Ich sehe durchaus nicht (und habe es auch an KEINER Stelle geschrieben), dass Kinder, die den ganzen tun und lassen dürfen, was sie wollen, glücklich(er) deshalb sind.
Ich sehe auch nicht als primäres Ziel das Glück ansich. Ich sehe als Ziel, unsere Auffassung und Definition von Intelligenz zu überdenken, somit durchaus auch so manche Lerninhalte.
Zu wissen, dass der erste Weltkrieg von 14 bis 18 ging, ist ganz fein. Aber befrage mal Abiturienten über die HINTERGRÜNDE des ersten Weltkrieges."
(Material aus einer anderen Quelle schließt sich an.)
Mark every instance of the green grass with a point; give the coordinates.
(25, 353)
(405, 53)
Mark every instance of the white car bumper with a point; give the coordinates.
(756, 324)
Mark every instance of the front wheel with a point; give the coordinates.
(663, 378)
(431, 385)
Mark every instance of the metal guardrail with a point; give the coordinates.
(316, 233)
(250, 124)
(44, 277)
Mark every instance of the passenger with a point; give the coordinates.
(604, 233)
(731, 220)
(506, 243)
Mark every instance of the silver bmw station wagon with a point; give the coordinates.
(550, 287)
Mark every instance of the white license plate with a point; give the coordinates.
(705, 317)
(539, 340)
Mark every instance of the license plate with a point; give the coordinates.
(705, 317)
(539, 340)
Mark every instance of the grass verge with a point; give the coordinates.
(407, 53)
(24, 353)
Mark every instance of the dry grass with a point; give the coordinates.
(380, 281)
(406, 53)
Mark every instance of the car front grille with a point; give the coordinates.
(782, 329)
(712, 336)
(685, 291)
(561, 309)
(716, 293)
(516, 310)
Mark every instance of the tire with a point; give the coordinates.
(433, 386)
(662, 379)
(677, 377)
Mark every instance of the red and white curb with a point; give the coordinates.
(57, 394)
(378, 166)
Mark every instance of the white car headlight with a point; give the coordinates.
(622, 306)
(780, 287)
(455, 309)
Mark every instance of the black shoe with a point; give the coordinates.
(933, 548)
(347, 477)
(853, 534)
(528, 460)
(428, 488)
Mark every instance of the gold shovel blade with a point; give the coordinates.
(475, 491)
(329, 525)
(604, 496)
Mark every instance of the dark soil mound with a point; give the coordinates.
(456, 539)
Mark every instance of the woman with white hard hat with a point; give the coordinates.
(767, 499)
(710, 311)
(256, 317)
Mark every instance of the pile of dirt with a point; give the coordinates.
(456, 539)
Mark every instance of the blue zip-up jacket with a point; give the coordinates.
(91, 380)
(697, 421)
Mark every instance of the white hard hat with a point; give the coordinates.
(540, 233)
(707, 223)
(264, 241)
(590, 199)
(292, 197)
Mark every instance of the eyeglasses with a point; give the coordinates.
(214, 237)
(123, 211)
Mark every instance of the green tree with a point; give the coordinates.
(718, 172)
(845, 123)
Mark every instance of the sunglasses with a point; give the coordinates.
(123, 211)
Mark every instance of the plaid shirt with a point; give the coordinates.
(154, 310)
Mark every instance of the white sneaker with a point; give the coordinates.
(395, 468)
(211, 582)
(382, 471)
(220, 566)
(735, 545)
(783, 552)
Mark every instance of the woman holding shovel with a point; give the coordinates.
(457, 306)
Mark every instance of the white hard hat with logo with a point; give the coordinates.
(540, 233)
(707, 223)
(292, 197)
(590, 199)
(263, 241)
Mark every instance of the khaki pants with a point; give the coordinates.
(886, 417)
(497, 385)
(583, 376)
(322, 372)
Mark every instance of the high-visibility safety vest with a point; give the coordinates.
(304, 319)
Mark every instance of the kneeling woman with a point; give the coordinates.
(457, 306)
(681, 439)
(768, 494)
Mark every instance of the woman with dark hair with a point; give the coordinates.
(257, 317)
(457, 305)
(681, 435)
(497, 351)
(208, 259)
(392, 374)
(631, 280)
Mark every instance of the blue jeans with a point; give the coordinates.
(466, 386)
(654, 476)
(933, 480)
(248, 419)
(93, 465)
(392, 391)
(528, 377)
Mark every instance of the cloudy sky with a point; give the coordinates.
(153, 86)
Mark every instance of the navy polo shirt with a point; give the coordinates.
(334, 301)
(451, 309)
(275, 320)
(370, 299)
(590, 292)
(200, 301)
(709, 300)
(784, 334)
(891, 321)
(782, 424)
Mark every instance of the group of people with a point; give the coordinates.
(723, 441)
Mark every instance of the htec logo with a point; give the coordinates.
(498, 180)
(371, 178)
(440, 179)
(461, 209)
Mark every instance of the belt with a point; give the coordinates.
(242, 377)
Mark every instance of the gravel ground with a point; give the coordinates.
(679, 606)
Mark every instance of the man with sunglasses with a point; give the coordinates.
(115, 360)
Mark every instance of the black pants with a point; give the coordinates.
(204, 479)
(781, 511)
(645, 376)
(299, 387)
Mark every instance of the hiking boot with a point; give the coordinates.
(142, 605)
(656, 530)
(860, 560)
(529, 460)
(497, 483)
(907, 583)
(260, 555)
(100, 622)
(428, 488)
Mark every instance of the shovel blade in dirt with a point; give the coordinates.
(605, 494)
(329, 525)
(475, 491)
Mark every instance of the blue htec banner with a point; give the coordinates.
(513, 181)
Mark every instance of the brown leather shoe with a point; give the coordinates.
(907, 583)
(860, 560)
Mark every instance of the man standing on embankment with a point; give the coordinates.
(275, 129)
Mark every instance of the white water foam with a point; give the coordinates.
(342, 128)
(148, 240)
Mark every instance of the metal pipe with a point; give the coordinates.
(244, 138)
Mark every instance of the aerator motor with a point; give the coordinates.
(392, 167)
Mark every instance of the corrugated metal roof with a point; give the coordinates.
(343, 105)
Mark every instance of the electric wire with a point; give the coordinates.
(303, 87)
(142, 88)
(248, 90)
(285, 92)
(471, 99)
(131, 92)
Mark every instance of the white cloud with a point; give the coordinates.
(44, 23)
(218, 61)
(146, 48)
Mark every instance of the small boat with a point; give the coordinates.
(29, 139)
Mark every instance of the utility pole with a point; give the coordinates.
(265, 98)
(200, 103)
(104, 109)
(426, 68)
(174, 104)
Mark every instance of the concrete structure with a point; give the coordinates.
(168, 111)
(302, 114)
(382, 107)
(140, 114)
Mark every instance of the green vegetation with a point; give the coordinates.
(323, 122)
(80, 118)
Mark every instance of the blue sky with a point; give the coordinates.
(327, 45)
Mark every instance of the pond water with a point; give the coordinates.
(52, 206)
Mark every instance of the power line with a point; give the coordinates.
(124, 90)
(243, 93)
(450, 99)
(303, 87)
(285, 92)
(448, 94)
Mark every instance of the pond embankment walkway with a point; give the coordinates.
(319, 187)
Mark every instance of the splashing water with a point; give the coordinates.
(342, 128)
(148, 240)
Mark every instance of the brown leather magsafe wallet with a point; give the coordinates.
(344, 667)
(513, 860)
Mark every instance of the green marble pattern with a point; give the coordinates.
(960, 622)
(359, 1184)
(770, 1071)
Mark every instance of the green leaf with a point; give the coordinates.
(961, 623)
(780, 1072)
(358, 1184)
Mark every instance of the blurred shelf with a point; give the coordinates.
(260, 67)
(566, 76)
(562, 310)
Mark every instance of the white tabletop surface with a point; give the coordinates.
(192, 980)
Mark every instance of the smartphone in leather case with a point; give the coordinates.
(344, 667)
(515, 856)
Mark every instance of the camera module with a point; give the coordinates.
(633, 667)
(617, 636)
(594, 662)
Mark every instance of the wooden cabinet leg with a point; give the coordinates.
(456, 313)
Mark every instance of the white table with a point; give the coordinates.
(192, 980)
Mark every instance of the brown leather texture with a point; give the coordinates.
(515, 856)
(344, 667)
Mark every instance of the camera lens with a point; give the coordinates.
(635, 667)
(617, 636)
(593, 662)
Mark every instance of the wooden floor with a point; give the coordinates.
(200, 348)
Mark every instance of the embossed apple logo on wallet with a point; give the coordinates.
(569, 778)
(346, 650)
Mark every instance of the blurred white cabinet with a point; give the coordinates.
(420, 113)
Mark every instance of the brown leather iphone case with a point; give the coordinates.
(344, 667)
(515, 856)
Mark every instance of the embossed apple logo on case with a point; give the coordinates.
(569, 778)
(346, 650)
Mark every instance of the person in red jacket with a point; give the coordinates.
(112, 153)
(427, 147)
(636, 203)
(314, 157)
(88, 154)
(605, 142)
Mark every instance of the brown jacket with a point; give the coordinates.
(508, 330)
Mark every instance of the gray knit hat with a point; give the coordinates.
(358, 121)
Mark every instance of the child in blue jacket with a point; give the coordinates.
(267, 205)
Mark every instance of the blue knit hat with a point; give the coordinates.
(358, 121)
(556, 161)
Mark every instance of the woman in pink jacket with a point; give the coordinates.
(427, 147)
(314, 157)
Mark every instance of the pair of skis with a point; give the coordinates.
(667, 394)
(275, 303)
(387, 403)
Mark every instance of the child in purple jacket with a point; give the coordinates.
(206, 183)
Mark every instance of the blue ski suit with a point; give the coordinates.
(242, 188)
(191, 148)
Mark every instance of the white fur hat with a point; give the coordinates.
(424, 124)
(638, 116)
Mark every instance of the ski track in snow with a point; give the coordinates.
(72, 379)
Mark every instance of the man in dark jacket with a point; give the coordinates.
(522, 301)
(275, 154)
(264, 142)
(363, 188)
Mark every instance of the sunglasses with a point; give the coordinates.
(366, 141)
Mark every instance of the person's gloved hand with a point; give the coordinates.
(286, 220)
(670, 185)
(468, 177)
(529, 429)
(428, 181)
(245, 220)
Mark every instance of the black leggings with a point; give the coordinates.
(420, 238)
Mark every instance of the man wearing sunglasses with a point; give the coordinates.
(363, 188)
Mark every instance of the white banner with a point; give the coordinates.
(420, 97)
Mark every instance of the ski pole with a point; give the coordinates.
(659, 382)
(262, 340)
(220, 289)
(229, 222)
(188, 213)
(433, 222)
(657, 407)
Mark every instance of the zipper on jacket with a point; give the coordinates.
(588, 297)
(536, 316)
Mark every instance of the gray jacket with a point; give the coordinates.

Das ist natürlich einerseits dem bulimischen Lernen geschuldet (Stichwort G8 und viele Stundenausfälle, sodass Inhalte, die nicht zu Hause vertieft werden, in der Versenkung verschwinden), andererseits aber auch dem normalen Vergessen. Ich habe auch viele Sachen von früher vergessen oder verdrängt, merke jetzt aber, wenn ich mit meiner Tochter lerne, dass vieles wiederkommt. "Weg" ist das also nicht ganz. Meine Tochter war übrigens in Geschichte jetzt anlässlich des hundertjährigen Jubiläums des 1. Weltkriegs zu einer Exkursion in Frankreich an einer Gedenkstätte; die Schüler haben bei Regen im Schützengraben gestanden und von dem Führer erzählt bekommen, dass die Soldaten im ersten Weltkrieg teilweise tagelang dort im knietiefen Matsch stehen mussten, weil sie sonst erschossen worden wären. Meine Tochter hat das tief beeindruckt, und als sie einen Ordner über den ersten Weltkrieg anlegen sollten, um das Thema abzuschließen, hat sie sehr viel selbst erstelltes Fotomaterial, Stacheldrahtstückchen und Hintergrundliteratur mit eingebaut. Ich glaube nicht, dass sie das komplett "vergisst", auch wenn momentan natürlich wieder die Nachmittage im Schwimmbad und die Whatsapp-Dialoge wichtiger sind.

Ich schreibe das jetzt nur so ausführlich, um dir an EINEM Beispiel zu zeigen, dass auch staatliche Schule und sogar G8 sich bemüht, Lerninhalte anschaulich zu machen und dass dies auch gelingt. Für andere Schulen kann ich nicht sprechen, da mir da der Einblick fehlt.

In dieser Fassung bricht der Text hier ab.